The Homelessness Reduction Act 2017 extended the council's duties significantly. All eligible applicants (including those not in priority need) now have a right to a personalised housing plan. The council must take reasonable steps to prevent homelessness for 56 days before it occurs, and to relieve it for 56 days after it occurs. Only at the end of these stages does the full rehousing duty arise — and only for those who are in priority need, homeless, eligible, and not intentionally homeless.

When you attend the council's housing options team, bring as much documentation as you can: identification (passport, driving licence, birth certificate), proof of current or previous address (tenancy agreement, utility bills), documentation relating to the reason for homelessness (eviction notice, domestic violence records), and documents relating to any dependent children (birth certificates, school letters). If you have nothing, the council should still accept your application.

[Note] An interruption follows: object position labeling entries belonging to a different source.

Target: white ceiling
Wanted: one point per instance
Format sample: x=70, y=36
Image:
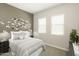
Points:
x=33, y=7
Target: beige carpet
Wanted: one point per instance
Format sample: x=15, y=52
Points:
x=50, y=51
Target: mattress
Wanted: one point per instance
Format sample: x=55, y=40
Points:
x=30, y=46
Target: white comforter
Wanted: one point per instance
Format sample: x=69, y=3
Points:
x=25, y=47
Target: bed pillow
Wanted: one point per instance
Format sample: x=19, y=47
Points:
x=26, y=34
x=16, y=35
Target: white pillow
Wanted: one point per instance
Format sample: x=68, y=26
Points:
x=15, y=35
x=26, y=34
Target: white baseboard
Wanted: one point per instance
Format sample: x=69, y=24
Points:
x=64, y=49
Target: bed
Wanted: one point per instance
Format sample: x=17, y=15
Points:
x=25, y=46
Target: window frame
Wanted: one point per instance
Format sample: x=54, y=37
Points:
x=53, y=32
x=42, y=25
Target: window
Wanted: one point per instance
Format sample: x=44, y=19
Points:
x=57, y=27
x=42, y=25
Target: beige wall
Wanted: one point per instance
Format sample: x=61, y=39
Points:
x=7, y=12
x=71, y=18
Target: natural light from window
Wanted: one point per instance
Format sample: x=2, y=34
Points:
x=57, y=25
x=42, y=25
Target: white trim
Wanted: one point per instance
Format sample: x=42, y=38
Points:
x=56, y=47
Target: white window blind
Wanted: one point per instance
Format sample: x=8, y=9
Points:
x=42, y=25
x=57, y=27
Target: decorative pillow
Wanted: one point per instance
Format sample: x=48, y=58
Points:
x=15, y=35
x=20, y=35
x=25, y=34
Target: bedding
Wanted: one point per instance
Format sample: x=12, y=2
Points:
x=26, y=47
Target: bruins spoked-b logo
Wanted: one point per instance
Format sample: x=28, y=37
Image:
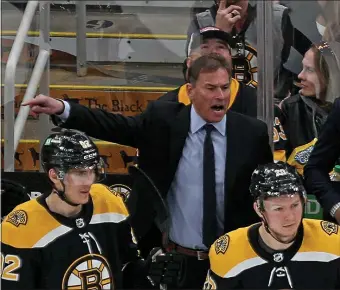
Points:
x=329, y=228
x=221, y=244
x=91, y=271
x=17, y=217
x=121, y=190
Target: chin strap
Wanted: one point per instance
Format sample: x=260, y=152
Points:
x=62, y=196
x=266, y=227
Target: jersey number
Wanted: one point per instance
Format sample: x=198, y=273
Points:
x=9, y=264
x=278, y=131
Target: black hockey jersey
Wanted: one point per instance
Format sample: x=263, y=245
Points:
x=238, y=260
x=44, y=250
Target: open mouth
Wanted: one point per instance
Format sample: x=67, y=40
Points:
x=217, y=108
x=289, y=226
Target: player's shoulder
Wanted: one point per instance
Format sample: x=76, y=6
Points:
x=107, y=203
x=26, y=225
x=321, y=236
x=230, y=250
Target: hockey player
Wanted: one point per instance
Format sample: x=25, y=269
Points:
x=77, y=237
x=284, y=251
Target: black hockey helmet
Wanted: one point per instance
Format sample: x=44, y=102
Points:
x=71, y=149
x=276, y=179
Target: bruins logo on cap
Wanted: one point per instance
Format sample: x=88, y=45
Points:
x=329, y=228
x=120, y=190
x=221, y=244
x=17, y=218
x=209, y=283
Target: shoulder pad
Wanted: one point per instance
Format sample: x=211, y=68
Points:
x=105, y=201
x=26, y=225
x=229, y=251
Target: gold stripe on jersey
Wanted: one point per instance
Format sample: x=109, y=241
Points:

If the council refuses to accept your application or refuses to provide interim accommodation when you appear to qualify, you have an immediate right to a review and, ultimately, to apply to the county court under s.204 of the Housing Act 1996. Shelter's advice line (0808 800 4444) can advise you on this in real time.

Legal Basis

  • §Housing Act 1996, Part 7 (homelessness duties)
  • §Housing Act 1996, s.188 (interim accommodation duty)
  • §Homelessness Reduction Act 2017 (prevention and relief duties)
  • §Housing Act 1996, s.189B (duty to take reasonable steps — relief)

What To Do

1

Contact the Council Housing Options Team Today

Call or go in person to your local council's housing options or homeless applications team. If it is outside office hours, most councils have an emergency out-of-hours number for homeless applications — call the main council switchboard and ask for emergency housing. Do not wait until tomorrow.

2

Bring ID and Supporting Documents

Bring whatever you have: passport, photo ID, birth certificate, tenancy agreement, eviction notice, letters about domestic abuse, children's birth certificates or school letters. If you have nothing, explain this — the council cannot refuse to accept your application because you lack documents, though they will need to verify your details.

3

Ask for Interim Accommodation Under s.188

Specifically ask the housing officer for interim accommodation pending assessment under Housing Act 1996, s.188. You do not need to use legal language — simply say you need somewhere to sleep tonight and ask what immediate accommodation they can provide while your application is assessed.

4

Call Shelter if the Council Refuses

If the council refuses to accept your application or refuses to provide interim accommodation and you believe you are in priority need, call Shelter's free helpline (0808 800 4444) immediately. Shelter has specialist emergency housing advisers available in the evenings and at weekends.

5

Engage With the Personalised Housing Plan

Under the Homelessness Reduction Act 2017, the council must produce a personalised housing plan setting out the steps the council and you will take to end your homelessness. Engage with this process — failure to take steps you have agreed to can affect your rights at a later stage.

Important Deadlines

Apply to the local housing authority for homelessness assistanceToday — the duty to provide interim accommodation under s.188 arises on application; every night of delay is a night without a safety net

Important Warnings

If you are found intentionally homeless (i.e. you deliberately did something that caused you to lose your last settled home), the council's rehousing duty is very limited — seek advice before any potentially relevant act, such as giving up a tenancy.

Local connection rules can affect which council you apply to — if you apply to a council where you have no local connection, they can refer you to a council where you do, which may delay assistance.

If you are a family with children and the council is not providing accommodation, contact Shelter immediately — there are emergency legal routes including applications to the court.